Penguatan ini menunjukkan adanya perbaikan sentimen pasar setelah tekanan terhadap rupiah dalam beberapa waktu terakhir. Meski demikian, apresiasi yang masih terbatas mengindikasikan investor tetap mencermati berbagai faktor eksternal, mulai dari arah kebijakan suku bunga bank sentral utama dunia, pergerakan indeks dolar AS, hingga perkembangan geopolitik global.
Di sisi domestik, stabilitas fundamental ekonomi dan langkah Bank Indonesia menjaga stabilitas nilai tukar diperkirakan masih menjadi penopang utama rupiah.
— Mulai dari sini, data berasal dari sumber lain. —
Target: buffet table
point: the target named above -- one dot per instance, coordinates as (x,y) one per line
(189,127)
Namun, volatilitas diperkirakan tetap tinggi seiring belum meredanya ketidakpastian di pasar keuangan global.
Pelaku pasar juga akan menunggu sejumlah data ekonomi penting yang berpotensi memengaruhi arah pergerakan mata uang, sehingga penguatan rupiah masih berpeluang bergerak dalam rentang yang terbatas selama sentimen global belum menunjukkan perubahan signifikan.